However, the majority of somatic mutations detected in cancer are passenger ra ther than driver mutations. Identifying the functional consequences of somatic mutations during tumorigenesis and tumor progression remains a monumental challenge to cancer genomic studies. As of April 2014, approximately 100,000 three dimensional structures have been included in the Protein Data Bank database, including approximately 22,000 human protein and nucleic acid 3D structures. Protein structure and function are closely related, especially in the case of protein pockets, which are local regions that perform a variety of critical functions in cells, including binding with small molecules, enzymes, and nucleic acids. Thus, protein pockets are central, structural units in proteins that provide site specific information as to how a protein interacts with small molecules.
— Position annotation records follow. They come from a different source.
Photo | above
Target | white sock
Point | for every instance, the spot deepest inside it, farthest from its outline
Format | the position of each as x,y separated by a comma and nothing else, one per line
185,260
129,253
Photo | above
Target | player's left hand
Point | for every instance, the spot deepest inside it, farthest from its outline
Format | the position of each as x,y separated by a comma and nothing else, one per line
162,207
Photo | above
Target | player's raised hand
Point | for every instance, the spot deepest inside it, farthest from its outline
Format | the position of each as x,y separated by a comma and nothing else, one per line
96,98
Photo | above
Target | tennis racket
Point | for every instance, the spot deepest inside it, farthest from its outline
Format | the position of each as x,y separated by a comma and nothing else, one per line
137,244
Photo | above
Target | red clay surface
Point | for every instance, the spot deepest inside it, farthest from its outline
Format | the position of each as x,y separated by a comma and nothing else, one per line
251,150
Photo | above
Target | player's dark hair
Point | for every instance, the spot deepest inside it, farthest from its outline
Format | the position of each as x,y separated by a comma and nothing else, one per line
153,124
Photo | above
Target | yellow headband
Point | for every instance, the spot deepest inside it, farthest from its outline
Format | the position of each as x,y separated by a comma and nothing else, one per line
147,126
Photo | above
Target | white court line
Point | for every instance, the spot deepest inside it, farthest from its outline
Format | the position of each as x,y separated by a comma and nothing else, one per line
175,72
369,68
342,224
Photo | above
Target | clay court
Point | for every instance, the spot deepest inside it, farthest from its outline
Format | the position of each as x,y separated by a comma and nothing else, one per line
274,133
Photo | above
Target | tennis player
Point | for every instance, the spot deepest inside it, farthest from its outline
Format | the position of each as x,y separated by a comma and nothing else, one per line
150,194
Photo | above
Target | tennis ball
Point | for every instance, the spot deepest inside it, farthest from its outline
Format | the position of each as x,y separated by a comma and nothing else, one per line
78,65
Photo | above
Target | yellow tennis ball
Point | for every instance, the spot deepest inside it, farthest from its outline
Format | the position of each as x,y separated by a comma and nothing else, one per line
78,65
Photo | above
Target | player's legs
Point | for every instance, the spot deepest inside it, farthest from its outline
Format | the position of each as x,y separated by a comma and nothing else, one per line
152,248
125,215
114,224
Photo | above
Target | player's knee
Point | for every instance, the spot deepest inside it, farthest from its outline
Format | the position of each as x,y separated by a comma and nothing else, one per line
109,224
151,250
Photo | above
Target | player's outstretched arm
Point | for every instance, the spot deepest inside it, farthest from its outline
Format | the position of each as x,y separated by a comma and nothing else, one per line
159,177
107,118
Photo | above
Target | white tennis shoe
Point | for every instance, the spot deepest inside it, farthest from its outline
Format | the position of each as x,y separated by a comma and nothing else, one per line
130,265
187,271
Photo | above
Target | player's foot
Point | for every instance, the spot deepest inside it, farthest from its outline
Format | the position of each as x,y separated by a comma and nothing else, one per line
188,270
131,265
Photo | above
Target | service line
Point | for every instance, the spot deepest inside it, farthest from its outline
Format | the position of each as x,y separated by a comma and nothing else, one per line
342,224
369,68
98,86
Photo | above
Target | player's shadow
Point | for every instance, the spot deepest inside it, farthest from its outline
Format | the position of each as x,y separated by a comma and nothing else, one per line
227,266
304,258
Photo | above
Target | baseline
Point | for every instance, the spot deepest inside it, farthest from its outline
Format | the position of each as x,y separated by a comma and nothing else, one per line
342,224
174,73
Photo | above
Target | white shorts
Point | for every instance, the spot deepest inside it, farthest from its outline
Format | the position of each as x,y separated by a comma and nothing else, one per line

With an increasing amount of both protein structural data in the PDB database and somatic mutation data generated by next generation sequencing experiments, the in tegration of protein structural information and large scale somatic mutations offers an alternative, promising approach to uncovering functionally important somatic mutations in cancer. Several recent studies have dem onstrated that disease causing mutations commonly alter protein folding, protein stability, and protein protein interactions, often leading to new dis ease phenotypes. Espinosa et al. proposed a predictor, InCa that inte grates somatic mutation profiles from the Catalogue of Somatic Mutations in Cancer database and the neutral mutations from the 1000 Genomes project into protein structure and interaction interface informa tion.
Using these data, they developed the InCa classifier model to predict cancer related mutations with 83% speci ficity and 77% sensitivity. Ryslik et al. developed an approach, SpacePAC, to identify mutational clustering by directly consider ing the protein tertiary structure in 3D space. Utilizing the mutational data from the COSMIC and protein structure information from the PDB, they identified several novel mutation clusters using SpacePAC. Ghersi and Singh reported that residues located in nucleic acids, small mol ecules, ions, and peptide binding sites are more likely to be affected by somatic mutations than other residues. Furthermore, protein pocket regions play an important functional role in drug design and development through the ligand dependent mechanism that affects small mol ecule binding. For example, several independent re search groups found that the presence of mutations in the EGFR gene could activate the gene by altering the ATP bind ing site, Cilengitide ultimately leading to an enhancement of the ge fitinib response.